I grew up on Enid Blyton. Like a lot of youngsters, I loved her work, especially Mallory Towers and the Famous Five. And I can’t believe I hadn’t heard of this collection. I do own a very old copy of her festive stories but they’re more grown up. This one is perfect for reading to children at bedtime, or for an adult to while away those long winter evenings. I think her work appeals to all ages and I love her for it. And there’s 29 stories to delight you.

Sure, you could read one story a night in the countdown to Christmas, dip in and out. Or you can, like me, fully lose yourself in the festive-ness and read it straight through with a great big grin on your face.

What I love is that each story is about half a dozen pages long. They’re not complicated or too long, they’re just glorious. Very simple with characters and settings both children and adults recognise.

Yes there is definitely a hint of repetition in some of the stories, but I don’t mind that. They’re not 100% carbon copies of each other, there’s enough variation to keep them interesting. Sure, some have Santa in (unsurprisingly), some elves (again, unsurprisingly), and some with similar plots such as Santa losing his glove or children helping their elders. And yet they do still feel enough like separate stories.

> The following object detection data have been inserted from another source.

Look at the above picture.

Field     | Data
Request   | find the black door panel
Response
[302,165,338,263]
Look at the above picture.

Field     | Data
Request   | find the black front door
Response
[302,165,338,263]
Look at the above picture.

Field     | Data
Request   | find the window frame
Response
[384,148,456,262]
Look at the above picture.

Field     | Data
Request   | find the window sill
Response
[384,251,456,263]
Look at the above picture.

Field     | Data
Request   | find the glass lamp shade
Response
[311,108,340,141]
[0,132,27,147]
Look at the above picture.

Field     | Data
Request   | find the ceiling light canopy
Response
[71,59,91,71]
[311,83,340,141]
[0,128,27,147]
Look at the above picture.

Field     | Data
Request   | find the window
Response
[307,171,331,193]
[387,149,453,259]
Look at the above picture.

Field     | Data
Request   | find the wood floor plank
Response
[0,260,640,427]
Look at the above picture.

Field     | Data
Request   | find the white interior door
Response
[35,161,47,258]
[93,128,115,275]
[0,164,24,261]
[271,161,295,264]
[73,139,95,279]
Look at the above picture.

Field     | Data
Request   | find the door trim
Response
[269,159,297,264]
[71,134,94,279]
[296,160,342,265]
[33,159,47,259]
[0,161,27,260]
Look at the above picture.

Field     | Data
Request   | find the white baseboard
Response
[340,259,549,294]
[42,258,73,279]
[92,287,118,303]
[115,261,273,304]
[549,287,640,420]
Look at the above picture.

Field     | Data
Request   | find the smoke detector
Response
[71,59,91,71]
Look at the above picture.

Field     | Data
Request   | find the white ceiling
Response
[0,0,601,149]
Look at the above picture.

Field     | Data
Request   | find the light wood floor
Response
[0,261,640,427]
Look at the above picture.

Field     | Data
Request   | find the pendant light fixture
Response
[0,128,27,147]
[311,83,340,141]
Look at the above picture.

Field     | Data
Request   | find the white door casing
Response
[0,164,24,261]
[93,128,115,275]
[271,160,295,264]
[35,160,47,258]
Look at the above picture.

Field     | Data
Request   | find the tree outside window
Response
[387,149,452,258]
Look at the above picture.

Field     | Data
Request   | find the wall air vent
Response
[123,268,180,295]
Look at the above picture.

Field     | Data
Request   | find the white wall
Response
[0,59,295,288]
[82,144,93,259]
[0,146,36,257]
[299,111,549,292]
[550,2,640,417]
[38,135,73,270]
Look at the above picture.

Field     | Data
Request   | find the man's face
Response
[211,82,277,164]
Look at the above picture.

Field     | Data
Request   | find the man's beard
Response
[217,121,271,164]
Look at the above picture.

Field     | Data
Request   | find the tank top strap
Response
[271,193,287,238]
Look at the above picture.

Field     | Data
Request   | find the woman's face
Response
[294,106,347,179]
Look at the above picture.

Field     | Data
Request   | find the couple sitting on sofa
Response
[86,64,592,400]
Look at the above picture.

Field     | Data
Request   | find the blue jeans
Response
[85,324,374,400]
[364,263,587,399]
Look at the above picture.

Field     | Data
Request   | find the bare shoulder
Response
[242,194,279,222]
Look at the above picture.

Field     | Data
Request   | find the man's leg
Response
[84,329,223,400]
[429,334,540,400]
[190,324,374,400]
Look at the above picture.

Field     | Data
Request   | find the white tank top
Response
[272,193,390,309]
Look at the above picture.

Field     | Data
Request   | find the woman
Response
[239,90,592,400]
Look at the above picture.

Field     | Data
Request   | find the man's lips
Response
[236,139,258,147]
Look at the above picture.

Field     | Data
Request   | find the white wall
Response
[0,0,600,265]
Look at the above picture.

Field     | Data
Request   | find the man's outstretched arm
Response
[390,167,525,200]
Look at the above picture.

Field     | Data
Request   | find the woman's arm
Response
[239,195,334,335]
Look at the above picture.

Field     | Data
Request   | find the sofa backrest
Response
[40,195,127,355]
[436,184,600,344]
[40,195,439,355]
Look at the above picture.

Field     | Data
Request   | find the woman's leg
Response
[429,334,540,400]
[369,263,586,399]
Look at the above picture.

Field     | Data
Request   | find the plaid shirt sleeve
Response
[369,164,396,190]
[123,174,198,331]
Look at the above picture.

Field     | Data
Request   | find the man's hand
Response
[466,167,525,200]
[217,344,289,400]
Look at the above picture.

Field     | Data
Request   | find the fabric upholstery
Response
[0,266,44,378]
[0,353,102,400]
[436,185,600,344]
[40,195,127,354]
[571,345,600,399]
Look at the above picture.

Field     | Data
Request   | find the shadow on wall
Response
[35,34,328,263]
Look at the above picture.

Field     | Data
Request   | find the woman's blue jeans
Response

I can’t seem to find if it says who the illustrator was or if it was Blyton herself, but they’re very lovely. They’re not very detailed but it gives enough for the reader to enjoy. There’s definitely something Quentin-Blake about them.

Now, these stories were originally published between 1926 and 1957, and so there is a level of old fashioned-ness about them, with outdated language and money references. However, I think she speaks to all readers of all ages and from all generations. It’s been almost 100 years since some of these were written and they haven’t lost any of their magic.

These stories really explore the side of Christmas I feel we’ve lost. Yes, I love the gift buying (and the receiving if I’m honest), and the new TV shows and the big midday lunch. But I do feel we’ve lost a bit of that old classic Christmas, where you may have got little but you were loved a lot. It was less about the what, and more about the who.

And whilst I probably won’t read it again, I will definitely be passing it on to the kids in my family to enjoy.